No; spirals don't happen in orbital mechanics unless there is some kind of drag (ex. atmospheric, tidal) or other forces that disturb the orbit.

Below escape velocity, the orbit is an ellipse, with the circle being a specific case of that ellipse.
Below orbital velocity, that ellipse crosses the surface of the Earth. That's why it falls to Earth.
At escape velocity, that ellipse opens up to a parabola.

I've heard it said if the orbital speed of any planet was less it would fall into the Sun If greater it would leave the solar system. From what I can gather any planet would not leave the solar system, if it had a greater orbital speed ,but would rise to a higher orbit. Is this right?
Kind of both right if you add the right adjectives. Huge changes for the first part of that phrase.

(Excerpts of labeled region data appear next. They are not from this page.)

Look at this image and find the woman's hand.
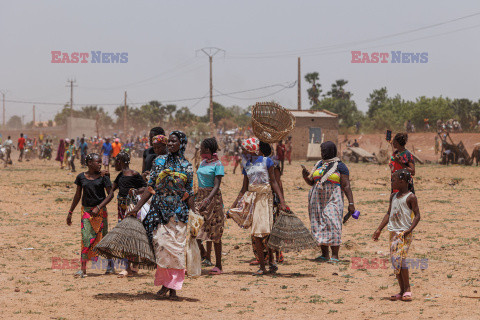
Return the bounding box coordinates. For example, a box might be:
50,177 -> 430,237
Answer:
128,188 -> 137,198
348,203 -> 355,215
67,212 -> 72,226
302,167 -> 310,179
198,198 -> 212,211
125,208 -> 138,218
90,206 -> 100,217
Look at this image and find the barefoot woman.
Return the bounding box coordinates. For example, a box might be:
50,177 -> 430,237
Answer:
129,131 -> 194,299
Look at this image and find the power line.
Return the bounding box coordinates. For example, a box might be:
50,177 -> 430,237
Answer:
227,12 -> 480,59
5,81 -> 297,106
214,81 -> 297,100
81,58 -> 198,90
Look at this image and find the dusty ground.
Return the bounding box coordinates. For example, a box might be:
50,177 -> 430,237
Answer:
338,132 -> 480,163
0,151 -> 480,319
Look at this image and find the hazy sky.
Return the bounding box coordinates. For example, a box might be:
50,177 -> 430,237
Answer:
0,0 -> 480,121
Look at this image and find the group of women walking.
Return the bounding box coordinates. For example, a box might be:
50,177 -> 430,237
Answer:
67,127 -> 418,299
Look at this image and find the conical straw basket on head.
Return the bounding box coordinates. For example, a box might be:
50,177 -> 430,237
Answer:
95,216 -> 156,269
252,102 -> 295,143
268,210 -> 317,252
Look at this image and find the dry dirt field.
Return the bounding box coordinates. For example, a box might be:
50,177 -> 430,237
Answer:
0,154 -> 480,319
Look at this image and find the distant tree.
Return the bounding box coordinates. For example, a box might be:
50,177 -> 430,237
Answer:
305,72 -> 322,106
7,116 -> 22,128
174,107 -> 198,125
367,87 -> 388,118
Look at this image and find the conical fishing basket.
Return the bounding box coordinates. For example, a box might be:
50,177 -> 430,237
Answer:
252,102 -> 295,143
95,216 -> 156,269
268,210 -> 317,252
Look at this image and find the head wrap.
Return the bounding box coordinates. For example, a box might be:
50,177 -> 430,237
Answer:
242,137 -> 260,154
152,134 -> 168,144
169,130 -> 188,158
320,141 -> 337,160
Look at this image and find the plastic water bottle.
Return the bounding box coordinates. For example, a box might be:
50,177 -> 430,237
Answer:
352,210 -> 360,219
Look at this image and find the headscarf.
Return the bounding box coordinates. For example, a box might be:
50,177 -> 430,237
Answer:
152,134 -> 168,144
55,139 -> 65,162
315,141 -> 340,189
242,137 -> 260,154
320,141 -> 337,160
168,130 -> 188,159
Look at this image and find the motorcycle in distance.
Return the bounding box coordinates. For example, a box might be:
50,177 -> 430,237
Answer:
38,144 -> 52,160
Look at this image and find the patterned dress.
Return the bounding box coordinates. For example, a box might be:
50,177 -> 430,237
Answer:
308,161 -> 349,246
143,131 -> 193,290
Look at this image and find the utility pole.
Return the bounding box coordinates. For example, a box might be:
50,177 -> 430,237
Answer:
123,91 -> 127,136
197,47 -> 225,135
1,91 -> 6,128
67,80 -> 77,117
297,57 -> 302,110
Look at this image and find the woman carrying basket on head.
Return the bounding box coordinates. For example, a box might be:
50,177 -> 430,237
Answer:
229,137 -> 286,275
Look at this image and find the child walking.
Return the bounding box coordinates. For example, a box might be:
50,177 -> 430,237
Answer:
67,153 -> 115,278
229,137 -> 287,276
373,169 -> 420,301
92,151 -> 147,278
195,138 -> 225,275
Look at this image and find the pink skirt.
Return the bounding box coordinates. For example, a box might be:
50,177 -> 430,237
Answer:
154,266 -> 185,290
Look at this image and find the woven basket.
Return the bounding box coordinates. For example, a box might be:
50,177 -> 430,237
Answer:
267,210 -> 317,252
95,216 -> 156,269
252,102 -> 295,143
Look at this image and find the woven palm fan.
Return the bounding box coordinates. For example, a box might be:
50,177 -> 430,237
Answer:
268,210 -> 317,252
252,102 -> 295,143
95,216 -> 156,269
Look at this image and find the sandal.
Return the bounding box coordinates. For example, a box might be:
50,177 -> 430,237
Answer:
277,251 -> 285,263
155,287 -> 169,300
390,293 -> 402,301
314,256 -> 330,262
268,264 -> 278,274
118,270 -> 133,278
202,258 -> 213,267
208,267 -> 223,275
168,289 -> 180,301
402,292 -> 412,301
73,270 -> 87,278
105,267 -> 115,274
252,269 -> 267,276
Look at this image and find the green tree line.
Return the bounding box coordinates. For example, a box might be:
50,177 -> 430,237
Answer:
305,72 -> 480,132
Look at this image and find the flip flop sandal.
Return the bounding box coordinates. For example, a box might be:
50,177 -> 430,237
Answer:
250,260 -> 260,266
390,293 -> 402,301
208,267 -> 223,275
73,270 -> 87,278
118,270 -> 133,278
202,258 -> 213,267
402,292 -> 412,301
277,252 -> 285,263
105,268 -> 115,274
268,264 -> 278,274
314,256 -> 328,262
252,269 -> 266,276
155,289 -> 169,300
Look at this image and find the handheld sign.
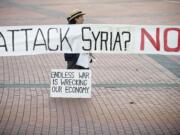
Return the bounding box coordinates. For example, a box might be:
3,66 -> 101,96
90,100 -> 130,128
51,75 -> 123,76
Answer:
50,69 -> 91,98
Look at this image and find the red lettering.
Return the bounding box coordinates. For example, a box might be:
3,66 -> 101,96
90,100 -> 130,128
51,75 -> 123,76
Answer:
164,28 -> 180,52
140,28 -> 160,51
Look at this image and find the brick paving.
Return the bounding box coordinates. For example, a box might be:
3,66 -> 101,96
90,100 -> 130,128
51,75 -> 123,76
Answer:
0,0 -> 180,135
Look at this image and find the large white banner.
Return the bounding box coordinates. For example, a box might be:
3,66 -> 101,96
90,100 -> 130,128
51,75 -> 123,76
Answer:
0,24 -> 180,56
50,69 -> 91,98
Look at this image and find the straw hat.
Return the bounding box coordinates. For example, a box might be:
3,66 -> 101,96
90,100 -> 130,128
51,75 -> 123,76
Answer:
67,10 -> 85,22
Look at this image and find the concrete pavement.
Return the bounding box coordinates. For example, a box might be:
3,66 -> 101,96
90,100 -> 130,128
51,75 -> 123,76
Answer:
0,0 -> 180,135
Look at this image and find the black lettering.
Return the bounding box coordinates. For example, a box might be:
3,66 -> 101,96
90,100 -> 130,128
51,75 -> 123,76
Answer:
21,29 -> 32,51
92,32 -> 100,50
60,28 -> 72,52
8,30 -> 19,52
33,28 -> 47,50
0,32 -> 8,52
101,31 -> 108,51
113,32 -> 122,51
82,27 -> 92,51
110,32 -> 113,51
47,28 -> 58,51
122,31 -> 131,51
52,79 -> 58,85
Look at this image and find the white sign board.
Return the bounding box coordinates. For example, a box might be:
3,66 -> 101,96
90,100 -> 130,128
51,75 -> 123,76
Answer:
50,69 -> 91,98
0,24 -> 180,56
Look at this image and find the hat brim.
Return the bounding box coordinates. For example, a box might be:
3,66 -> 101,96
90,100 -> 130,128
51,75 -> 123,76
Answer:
67,13 -> 85,22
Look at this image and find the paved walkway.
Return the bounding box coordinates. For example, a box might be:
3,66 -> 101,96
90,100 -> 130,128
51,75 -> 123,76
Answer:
0,0 -> 180,135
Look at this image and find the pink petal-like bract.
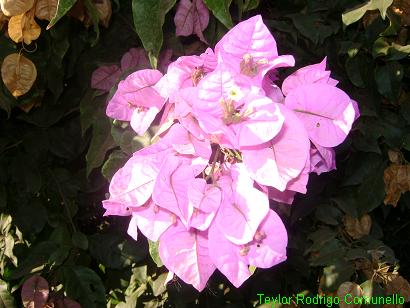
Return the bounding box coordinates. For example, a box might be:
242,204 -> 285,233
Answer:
282,58 -> 337,95
237,97 -> 284,147
91,65 -> 121,92
159,220 -> 216,291
106,69 -> 165,121
285,84 -> 355,147
152,156 -> 195,226
131,106 -> 160,135
215,164 -> 269,245
208,224 -> 251,288
247,210 -> 288,268
128,201 -> 175,242
110,156 -> 160,206
100,14 -> 360,291
215,15 -> 278,70
242,105 -> 310,191
174,0 -> 209,43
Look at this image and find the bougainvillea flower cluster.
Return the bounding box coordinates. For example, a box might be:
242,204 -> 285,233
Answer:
103,16 -> 359,290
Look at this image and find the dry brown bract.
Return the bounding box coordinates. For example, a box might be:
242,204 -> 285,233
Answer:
0,0 -> 34,16
1,53 -> 37,97
36,0 -> 58,21
384,164 -> 410,207
343,214 -> 372,240
8,10 -> 41,45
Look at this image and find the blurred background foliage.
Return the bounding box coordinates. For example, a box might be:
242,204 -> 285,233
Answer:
0,0 -> 410,308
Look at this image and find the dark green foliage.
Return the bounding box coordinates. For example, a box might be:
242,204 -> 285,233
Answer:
0,0 -> 410,308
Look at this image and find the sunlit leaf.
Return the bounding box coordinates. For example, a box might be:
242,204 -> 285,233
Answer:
36,0 -> 58,21
204,0 -> 233,29
1,53 -> 37,97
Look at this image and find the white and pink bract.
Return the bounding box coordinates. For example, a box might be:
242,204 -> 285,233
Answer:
103,16 -> 359,291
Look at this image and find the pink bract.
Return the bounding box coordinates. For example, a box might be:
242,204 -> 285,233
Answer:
101,14 -> 359,291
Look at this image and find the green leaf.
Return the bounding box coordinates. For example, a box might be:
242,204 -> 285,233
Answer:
85,117 -> 115,176
243,0 -> 260,12
62,266 -> 106,308
47,0 -> 77,30
10,241 -> 58,280
204,0 -> 233,29
132,0 -> 176,68
0,280 -> 17,308
375,62 -> 404,101
101,150 -> 129,181
342,0 -> 393,26
356,156 -> 387,216
316,204 -> 343,226
148,240 -> 164,267
89,233 -> 148,269
72,231 -> 88,250
0,183 -> 7,209
149,273 -> 168,296
321,258 -> 355,292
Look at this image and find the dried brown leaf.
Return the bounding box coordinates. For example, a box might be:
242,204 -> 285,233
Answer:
93,0 -> 112,28
8,10 -> 41,45
1,53 -> 37,97
0,0 -> 34,16
36,0 -> 58,21
337,281 -> 363,308
343,214 -> 372,239
384,164 -> 410,207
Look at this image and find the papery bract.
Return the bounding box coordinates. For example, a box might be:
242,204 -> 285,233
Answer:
159,221 -> 216,291
103,13 -> 359,291
91,65 -> 121,92
246,210 -> 288,268
152,156 -> 195,226
208,224 -> 251,288
237,97 -> 284,147
242,106 -> 310,191
215,164 -> 269,245
215,15 -> 278,70
285,84 -> 355,147
128,201 -> 176,242
106,69 -> 165,124
282,58 -> 338,95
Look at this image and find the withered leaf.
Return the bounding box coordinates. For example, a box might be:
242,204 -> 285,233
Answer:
36,0 -> 58,21
343,214 -> 372,240
386,276 -> 410,302
8,11 -> 41,45
384,164 -> 410,207
337,281 -> 363,308
1,53 -> 37,97
0,0 -> 34,16
93,0 -> 112,28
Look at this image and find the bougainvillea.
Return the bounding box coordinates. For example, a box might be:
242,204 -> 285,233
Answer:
103,16 -> 359,290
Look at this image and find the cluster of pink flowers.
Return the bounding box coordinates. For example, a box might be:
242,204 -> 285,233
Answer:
103,16 -> 359,290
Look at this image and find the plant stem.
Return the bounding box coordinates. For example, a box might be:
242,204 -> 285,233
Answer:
205,147 -> 221,183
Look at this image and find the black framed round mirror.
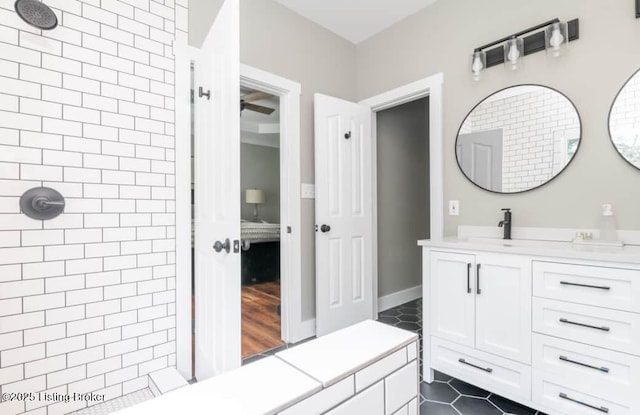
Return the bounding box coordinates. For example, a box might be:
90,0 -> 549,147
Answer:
609,70 -> 640,170
456,84 -> 582,193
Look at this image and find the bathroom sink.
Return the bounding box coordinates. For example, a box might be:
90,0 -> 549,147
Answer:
466,237 -> 558,247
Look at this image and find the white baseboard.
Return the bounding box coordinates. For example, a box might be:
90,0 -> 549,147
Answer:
149,366 -> 188,398
378,285 -> 422,312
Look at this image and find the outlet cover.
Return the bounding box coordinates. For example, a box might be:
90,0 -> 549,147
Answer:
449,200 -> 460,216
300,183 -> 316,199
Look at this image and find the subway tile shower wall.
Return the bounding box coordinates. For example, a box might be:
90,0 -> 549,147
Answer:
0,0 -> 188,415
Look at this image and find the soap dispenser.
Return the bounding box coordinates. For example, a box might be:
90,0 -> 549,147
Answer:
600,203 -> 618,242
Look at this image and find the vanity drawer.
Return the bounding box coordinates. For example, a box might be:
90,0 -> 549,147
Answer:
533,261 -> 640,312
532,369 -> 639,415
533,334 -> 640,404
431,337 -> 531,401
532,298 -> 640,355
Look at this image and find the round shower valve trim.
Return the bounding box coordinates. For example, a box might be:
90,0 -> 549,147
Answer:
20,187 -> 65,220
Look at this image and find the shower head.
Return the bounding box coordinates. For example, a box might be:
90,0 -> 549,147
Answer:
14,0 -> 58,30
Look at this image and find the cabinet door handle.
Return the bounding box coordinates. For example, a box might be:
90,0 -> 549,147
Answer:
458,358 -> 493,373
560,281 -> 611,291
558,392 -> 609,414
560,318 -> 611,331
558,356 -> 609,373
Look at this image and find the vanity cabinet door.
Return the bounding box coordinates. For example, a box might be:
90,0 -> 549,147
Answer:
476,254 -> 532,364
429,251 -> 475,347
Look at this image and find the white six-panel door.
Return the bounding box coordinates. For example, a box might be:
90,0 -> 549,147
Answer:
194,0 -> 241,380
314,94 -> 375,336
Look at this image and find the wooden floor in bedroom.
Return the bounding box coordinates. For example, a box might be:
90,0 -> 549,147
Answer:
242,282 -> 284,359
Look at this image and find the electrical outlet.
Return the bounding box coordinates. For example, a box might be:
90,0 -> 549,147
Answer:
449,200 -> 460,216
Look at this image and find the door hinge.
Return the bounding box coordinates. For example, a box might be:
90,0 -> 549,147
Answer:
198,87 -> 211,101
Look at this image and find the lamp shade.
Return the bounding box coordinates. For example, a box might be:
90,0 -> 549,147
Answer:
245,189 -> 267,205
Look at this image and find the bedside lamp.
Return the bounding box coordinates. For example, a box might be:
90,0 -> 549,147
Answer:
245,189 -> 267,222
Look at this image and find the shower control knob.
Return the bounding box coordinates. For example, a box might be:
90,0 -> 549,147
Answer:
213,238 -> 231,254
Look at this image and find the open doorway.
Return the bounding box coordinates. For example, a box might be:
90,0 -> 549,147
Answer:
239,87 -> 284,359
176,56 -> 308,378
374,96 -> 430,311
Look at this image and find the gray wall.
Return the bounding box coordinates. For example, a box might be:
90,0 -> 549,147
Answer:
240,143 -> 280,223
377,98 -> 429,297
357,0 -> 640,235
189,0 -> 356,319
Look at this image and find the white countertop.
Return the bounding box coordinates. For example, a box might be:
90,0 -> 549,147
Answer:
418,237 -> 640,264
276,320 -> 418,387
118,357 -> 322,415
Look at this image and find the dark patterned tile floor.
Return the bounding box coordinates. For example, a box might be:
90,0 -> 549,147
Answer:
378,299 -> 544,415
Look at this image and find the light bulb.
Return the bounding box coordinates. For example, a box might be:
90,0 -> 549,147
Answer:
507,42 -> 520,65
471,55 -> 484,75
549,25 -> 564,49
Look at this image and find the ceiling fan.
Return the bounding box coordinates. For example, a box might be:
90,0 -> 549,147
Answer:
240,91 -> 275,115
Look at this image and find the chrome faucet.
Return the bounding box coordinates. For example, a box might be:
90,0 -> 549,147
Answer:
498,209 -> 511,239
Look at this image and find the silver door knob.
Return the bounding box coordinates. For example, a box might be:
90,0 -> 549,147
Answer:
213,238 -> 231,254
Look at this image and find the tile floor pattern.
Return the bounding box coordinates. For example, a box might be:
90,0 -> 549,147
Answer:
69,388 -> 153,415
378,299 -> 544,415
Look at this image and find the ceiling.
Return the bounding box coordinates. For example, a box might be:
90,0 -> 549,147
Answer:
275,0 -> 437,43
240,87 -> 280,148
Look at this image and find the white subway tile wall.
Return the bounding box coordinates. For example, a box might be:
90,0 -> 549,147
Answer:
0,0 -> 188,415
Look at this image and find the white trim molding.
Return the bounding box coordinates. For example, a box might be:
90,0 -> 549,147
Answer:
360,73 -> 444,315
240,64 -> 309,343
378,285 -> 422,312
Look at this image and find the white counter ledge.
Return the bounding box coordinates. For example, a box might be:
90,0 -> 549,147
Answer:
118,320 -> 419,415
113,357 -> 322,415
276,320 -> 418,387
418,237 -> 640,265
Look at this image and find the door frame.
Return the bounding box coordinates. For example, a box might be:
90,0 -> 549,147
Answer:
359,72 -> 444,315
175,50 -> 305,379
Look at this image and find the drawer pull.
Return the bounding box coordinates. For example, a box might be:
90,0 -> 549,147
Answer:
559,356 -> 609,373
560,281 -> 611,291
558,392 -> 609,414
458,358 -> 493,373
560,318 -> 611,331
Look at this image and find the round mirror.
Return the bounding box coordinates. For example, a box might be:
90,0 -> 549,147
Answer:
456,85 -> 582,193
609,71 -> 640,169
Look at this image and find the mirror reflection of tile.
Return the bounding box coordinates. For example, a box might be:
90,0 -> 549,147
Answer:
456,85 -> 581,193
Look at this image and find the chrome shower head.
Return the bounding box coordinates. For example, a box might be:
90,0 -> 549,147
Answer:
14,0 -> 58,30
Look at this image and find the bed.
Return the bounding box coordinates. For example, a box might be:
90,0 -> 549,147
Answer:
240,220 -> 280,245
240,220 -> 280,285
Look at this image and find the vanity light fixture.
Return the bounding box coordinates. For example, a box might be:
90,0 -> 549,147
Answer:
471,18 -> 580,80
504,37 -> 524,71
471,50 -> 487,81
544,22 -> 569,58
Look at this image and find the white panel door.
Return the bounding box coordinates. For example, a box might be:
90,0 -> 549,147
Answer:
429,251 -> 475,347
315,94 -> 374,336
194,0 -> 241,380
476,254 -> 532,363
457,130 -> 503,192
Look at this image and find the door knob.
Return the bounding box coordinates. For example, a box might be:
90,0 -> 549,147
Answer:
213,238 -> 231,254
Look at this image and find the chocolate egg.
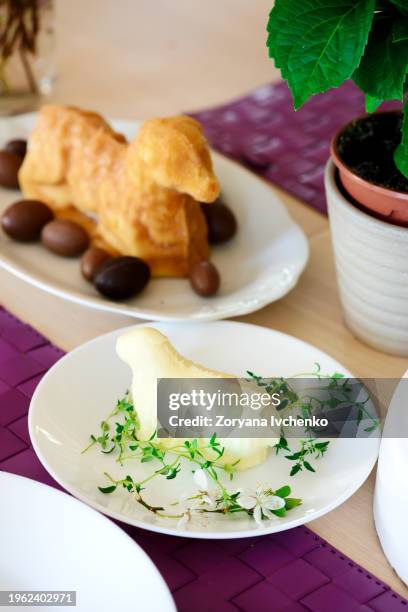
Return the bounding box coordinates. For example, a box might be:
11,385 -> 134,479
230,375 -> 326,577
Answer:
201,202 -> 237,244
0,151 -> 23,189
81,247 -> 112,282
41,219 -> 89,257
94,257 -> 150,300
4,138 -> 27,159
190,261 -> 220,297
1,200 -> 54,242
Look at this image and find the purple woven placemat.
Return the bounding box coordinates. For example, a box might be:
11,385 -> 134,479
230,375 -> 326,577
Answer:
190,81 -> 395,213
0,307 -> 408,612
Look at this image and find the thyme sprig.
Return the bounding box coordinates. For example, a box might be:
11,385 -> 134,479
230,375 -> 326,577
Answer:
82,393 -> 302,524
273,434 -> 330,476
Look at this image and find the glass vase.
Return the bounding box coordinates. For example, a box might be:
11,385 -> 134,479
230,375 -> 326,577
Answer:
0,0 -> 55,115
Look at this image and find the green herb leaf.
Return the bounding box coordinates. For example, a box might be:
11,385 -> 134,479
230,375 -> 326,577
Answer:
267,0 -> 375,108
391,0 -> 408,15
365,94 -> 382,113
392,17 -> 408,42
290,463 -> 302,476
353,18 -> 408,100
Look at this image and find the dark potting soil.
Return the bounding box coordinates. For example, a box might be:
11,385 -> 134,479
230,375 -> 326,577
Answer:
337,113 -> 408,192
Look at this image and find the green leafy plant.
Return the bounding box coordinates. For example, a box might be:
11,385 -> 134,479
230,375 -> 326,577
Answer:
267,0 -> 408,178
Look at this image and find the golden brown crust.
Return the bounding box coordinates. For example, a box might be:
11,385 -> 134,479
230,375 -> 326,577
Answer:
19,105 -> 219,276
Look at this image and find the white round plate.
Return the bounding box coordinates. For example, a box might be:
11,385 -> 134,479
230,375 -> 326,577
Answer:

If the change is one time, the planet will just change to an elliptical orbit. It takes another adjustment to circularize it to a higher or lower orbit.

grant hutchison
2009-May-29, 03:42 PM
No; spirals don't happen in orbital mechanics unless there is some kind of drag ... "A spiral is not a compatible orbit," to quote Robert Heinlein from Starman Jones. :)

Grant Hutchison

mugaliens
2009-May-29, 05:15 PM
Below escape velocity, the orbit is an ellipse, with the circle being a specific case of that ellipse.
Below orbital velocity, that ellipse crosses the surface of the Earth. That's why it falls to Earth.
At escape velocity, that ellipse opens up to a parabola.

And beyond escape velocity (since hitting ev precisely is such a difficult thing, and not very useful) it's a hyperbola... :)

NEOWatcher
2009-May-29, 05:24 PM
And beyond escape velocity (since hitting ev precisely is such a difficult thing, and not very useful) it's a hyperbola... :)

And speaking of, and insistance upon an exact parabola could be a hyperbole. :lol:

cjameshuff
2009-May-29, 07:36 PM
No; spirals don't happen in orbital mechanics unless there is some kind of drag (ex. atmospheric, tidal) or other forces that disturb the orbit.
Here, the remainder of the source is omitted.